A two-juan late-Qing manual of inspection diagnosiswàng zhěn 望診 — by Wāng Hóng, completed in 1875 (Guāngxù 1). The book is the most systematic single-author Qing treatment of inspection as a discrete diagnostic mode: where most pulse-and-diagnosis manuals treat inspection as a brief preliminary to pulse work, Wāng dedicates two full juan to inspection alone, drawing extensively on the Sùwèn’s Wǔ sè 五色 chapter, the Língshū, and the prior commentarial literature. The book treats colour signatures of the five viscera, the tongue inspection, the eye-and-ear examination, the inspection of bodily proportion and posture, and the inspection of nails and skin texture, with classical citations throughout.

Prefaces

KR3eb050_000.txt carries the author’s 敘 — a long autobiographical preface in which Wāng recounts a conversation with his father, Wāng Kūnjiān 汪坤堅 ( Yìzhāng 義彰, hào Shíchéngwēng 石城翁), about the proper structure of medical learning, organised under zhěn 診 (diagnostics) and zhì 治 (treatment). The preface is dated Guāngxù yuán nián 光緒元年 = 1875. The book is presented as the diagnostic counterpart to a (planned but not necessarily completed) treatment-side companion volume.

Abstract

Wāng Hóng 汪宏 (字 廣庵 Guǎngān), conventionally given lifedates 1825–c.1900, was a late-Qing physician of Húizhōu 徽州 (Anhui) or possibly Jiāngsū. No CBDB record.

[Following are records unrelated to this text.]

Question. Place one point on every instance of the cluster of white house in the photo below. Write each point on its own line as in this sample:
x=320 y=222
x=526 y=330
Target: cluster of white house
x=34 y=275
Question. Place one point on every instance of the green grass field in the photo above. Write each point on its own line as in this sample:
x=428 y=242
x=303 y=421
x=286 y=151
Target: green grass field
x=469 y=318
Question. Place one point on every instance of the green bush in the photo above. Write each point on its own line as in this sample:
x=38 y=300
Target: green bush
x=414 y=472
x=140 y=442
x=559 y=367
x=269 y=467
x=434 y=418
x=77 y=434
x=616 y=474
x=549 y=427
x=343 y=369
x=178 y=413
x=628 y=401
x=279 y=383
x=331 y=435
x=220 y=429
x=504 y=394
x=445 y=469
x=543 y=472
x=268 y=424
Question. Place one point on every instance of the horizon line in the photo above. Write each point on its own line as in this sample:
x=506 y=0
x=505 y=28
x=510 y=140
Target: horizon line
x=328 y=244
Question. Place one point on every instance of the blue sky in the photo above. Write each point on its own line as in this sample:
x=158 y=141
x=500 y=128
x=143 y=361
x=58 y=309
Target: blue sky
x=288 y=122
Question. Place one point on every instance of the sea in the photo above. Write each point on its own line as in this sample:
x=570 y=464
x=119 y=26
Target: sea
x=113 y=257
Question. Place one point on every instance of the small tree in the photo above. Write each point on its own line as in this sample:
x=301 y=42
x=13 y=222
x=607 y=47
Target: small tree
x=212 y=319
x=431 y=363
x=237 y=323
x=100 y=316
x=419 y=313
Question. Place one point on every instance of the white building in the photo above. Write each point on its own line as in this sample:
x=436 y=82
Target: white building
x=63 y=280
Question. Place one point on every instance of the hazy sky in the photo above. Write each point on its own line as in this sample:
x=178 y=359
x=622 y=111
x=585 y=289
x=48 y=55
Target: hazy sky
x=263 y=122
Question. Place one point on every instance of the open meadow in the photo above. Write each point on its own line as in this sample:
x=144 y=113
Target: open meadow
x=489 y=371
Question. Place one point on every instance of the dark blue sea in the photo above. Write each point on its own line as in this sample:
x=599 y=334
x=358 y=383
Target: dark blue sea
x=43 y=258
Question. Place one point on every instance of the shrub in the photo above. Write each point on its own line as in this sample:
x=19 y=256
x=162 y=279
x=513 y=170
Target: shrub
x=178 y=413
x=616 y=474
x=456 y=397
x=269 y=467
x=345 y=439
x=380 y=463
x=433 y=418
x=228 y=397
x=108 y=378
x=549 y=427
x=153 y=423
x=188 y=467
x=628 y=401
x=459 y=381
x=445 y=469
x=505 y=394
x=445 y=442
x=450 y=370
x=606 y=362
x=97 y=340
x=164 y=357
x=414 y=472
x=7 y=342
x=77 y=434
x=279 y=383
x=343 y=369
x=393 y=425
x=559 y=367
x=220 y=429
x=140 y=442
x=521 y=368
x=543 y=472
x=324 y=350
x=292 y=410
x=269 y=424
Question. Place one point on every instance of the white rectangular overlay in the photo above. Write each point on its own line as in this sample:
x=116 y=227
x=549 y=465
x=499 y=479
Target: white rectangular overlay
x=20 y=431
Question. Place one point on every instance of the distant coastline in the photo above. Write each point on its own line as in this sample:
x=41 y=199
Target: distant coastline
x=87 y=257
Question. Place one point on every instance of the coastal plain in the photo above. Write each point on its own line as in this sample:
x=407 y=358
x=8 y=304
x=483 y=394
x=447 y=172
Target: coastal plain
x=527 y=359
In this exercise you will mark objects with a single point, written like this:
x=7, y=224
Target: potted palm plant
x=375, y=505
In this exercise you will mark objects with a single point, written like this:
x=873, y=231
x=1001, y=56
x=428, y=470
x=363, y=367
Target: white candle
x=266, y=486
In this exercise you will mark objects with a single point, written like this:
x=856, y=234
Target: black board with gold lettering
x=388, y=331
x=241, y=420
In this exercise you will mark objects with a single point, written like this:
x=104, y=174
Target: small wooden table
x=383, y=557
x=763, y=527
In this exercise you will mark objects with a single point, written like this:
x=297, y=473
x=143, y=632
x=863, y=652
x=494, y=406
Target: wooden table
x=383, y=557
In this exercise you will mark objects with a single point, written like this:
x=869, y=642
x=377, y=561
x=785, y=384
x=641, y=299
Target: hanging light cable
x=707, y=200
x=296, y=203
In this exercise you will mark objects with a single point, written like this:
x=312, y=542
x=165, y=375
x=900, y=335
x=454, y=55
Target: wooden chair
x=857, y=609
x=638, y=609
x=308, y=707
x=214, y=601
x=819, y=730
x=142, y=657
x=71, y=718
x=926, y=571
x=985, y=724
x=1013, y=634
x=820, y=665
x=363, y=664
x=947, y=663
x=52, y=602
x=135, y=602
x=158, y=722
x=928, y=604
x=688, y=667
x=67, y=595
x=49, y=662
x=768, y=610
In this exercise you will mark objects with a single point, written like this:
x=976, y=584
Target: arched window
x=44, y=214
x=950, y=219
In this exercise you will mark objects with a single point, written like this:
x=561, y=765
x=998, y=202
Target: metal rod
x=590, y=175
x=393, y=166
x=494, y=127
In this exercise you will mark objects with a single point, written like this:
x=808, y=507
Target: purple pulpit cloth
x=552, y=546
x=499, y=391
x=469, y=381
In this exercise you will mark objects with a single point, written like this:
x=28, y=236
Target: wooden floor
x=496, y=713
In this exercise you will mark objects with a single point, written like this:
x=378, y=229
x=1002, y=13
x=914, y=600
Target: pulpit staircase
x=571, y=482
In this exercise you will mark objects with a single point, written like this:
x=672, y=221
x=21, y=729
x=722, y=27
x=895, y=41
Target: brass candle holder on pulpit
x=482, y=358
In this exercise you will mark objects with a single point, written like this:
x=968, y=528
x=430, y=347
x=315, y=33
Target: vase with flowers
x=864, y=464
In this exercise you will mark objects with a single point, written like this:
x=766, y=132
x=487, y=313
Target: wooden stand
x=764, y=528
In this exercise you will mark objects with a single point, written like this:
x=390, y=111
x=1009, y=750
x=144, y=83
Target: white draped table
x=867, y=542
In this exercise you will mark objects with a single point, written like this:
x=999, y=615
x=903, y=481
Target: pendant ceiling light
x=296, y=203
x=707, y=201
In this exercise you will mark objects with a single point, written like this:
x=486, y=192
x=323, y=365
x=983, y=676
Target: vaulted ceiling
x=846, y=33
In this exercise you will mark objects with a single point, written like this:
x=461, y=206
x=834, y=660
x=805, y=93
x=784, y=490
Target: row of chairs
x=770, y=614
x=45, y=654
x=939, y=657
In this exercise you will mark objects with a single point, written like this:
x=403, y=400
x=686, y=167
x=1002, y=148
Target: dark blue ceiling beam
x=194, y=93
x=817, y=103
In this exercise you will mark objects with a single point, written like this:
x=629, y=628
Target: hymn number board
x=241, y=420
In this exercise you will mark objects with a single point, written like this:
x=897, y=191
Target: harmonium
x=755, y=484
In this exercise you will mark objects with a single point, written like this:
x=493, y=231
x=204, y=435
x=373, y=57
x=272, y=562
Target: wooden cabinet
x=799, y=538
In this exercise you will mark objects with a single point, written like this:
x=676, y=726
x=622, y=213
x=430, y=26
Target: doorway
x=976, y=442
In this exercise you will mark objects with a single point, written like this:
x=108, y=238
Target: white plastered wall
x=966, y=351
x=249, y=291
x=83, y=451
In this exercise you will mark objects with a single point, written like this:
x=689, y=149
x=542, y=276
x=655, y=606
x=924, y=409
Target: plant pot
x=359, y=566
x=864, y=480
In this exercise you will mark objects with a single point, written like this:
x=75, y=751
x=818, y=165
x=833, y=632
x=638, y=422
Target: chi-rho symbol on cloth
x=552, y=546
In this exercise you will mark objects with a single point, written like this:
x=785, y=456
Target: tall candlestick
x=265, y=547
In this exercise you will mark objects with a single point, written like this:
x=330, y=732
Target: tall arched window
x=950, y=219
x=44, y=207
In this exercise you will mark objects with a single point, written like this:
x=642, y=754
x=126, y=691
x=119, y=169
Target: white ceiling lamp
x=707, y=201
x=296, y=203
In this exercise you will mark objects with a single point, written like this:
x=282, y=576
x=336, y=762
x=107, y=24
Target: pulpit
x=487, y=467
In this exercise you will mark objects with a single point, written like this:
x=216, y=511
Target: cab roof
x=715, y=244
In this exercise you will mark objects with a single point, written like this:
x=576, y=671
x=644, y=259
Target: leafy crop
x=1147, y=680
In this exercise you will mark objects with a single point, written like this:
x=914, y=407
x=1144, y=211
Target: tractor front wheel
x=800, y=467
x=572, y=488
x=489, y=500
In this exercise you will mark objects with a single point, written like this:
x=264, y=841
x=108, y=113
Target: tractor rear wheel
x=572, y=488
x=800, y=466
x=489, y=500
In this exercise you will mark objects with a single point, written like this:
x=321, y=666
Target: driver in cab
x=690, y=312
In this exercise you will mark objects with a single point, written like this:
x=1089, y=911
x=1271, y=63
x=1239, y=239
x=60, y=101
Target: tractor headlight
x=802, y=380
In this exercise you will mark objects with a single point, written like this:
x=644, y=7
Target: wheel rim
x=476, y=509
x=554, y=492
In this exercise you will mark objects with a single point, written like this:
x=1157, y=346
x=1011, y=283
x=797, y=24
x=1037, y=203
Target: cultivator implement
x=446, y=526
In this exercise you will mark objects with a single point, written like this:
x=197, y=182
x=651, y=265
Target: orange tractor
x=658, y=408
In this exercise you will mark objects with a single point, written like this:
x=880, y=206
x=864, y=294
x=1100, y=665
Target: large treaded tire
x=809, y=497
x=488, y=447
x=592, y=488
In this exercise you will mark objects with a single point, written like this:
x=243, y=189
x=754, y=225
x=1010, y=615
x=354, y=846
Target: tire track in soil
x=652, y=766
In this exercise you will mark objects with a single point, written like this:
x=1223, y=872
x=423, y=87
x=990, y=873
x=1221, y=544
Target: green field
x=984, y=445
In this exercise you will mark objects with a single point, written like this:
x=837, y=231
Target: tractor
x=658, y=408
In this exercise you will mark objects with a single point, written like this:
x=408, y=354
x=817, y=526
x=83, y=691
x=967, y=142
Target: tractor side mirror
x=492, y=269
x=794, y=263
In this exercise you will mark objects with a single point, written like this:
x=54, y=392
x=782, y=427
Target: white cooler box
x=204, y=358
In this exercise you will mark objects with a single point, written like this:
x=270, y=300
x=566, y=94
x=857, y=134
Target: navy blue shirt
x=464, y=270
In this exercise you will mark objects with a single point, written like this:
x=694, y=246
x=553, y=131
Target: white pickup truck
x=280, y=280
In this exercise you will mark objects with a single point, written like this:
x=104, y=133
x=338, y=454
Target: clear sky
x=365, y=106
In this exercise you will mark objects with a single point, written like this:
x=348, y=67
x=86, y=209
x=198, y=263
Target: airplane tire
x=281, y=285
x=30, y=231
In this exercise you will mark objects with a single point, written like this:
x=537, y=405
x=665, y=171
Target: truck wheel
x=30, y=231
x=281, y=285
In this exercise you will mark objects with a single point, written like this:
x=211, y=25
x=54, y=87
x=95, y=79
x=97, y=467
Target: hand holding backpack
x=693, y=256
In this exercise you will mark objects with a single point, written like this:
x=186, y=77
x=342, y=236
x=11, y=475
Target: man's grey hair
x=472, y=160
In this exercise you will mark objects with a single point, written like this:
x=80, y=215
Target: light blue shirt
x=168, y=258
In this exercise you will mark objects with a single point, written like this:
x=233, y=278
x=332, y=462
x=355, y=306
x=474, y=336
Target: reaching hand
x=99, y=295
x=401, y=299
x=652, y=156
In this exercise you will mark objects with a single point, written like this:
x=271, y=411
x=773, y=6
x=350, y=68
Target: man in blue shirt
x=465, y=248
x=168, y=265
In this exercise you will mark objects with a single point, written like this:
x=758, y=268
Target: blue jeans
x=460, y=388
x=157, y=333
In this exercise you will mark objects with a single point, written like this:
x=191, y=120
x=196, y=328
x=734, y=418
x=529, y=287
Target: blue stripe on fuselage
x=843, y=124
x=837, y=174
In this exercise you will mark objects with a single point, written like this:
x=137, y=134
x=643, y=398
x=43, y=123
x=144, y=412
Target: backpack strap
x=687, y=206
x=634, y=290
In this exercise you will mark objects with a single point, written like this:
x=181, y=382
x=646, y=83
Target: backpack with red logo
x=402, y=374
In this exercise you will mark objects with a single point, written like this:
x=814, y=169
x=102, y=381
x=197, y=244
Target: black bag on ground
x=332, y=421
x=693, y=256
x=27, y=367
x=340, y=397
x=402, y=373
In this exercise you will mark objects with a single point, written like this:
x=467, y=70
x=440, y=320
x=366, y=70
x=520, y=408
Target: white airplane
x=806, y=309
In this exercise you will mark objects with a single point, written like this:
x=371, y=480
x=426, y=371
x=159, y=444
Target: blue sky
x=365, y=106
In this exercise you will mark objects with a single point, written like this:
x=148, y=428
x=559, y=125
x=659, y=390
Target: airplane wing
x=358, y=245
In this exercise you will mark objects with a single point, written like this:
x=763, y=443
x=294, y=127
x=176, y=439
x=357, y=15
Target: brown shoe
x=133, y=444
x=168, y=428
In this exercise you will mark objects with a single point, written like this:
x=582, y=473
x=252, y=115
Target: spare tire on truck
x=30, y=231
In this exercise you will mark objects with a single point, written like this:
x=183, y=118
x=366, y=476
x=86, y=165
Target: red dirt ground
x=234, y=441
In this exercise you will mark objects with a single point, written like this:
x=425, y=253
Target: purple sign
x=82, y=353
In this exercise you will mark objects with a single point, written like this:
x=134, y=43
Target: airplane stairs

His father Wāng Kūnjiān (the “Shíchéngwēng”) is identified in the preface as the principal early teacher; the project of the Wàng zhěn zūn jīng is presented as a working-out of the father’s pedagogical injunction to “明辨而行之” — to discriminate clearly and act on the discrimination. The book is one of three principal late-Qing manuals of non-pulse diagnostics, the others being Zhōu Xuéhǎi’s KR3eb049 Xíng sè wài zhěn jiǎn mó (1894) and Liú Héngruì’s KR3eb053 Chá shé biàn zhèng xīn fǎ (tongue diagnosis). It is the most influential of the three in modern zhōng yī training and the standard Qing reference for inspection diagnosis.

Translations and research

  • No full Western-language translation exists.
  • Modern Chinese critical edition: Wàng zhěn zūn jīng jiào zhù 望診遵經校注 (Beijing: Renmin weisheng, 1995).
  • Discussed in Liào Yùqún 廖育群, Qí Huáng yī xué 岐黃醫學 (Beijing: Liaoning jiaoyu, 1991).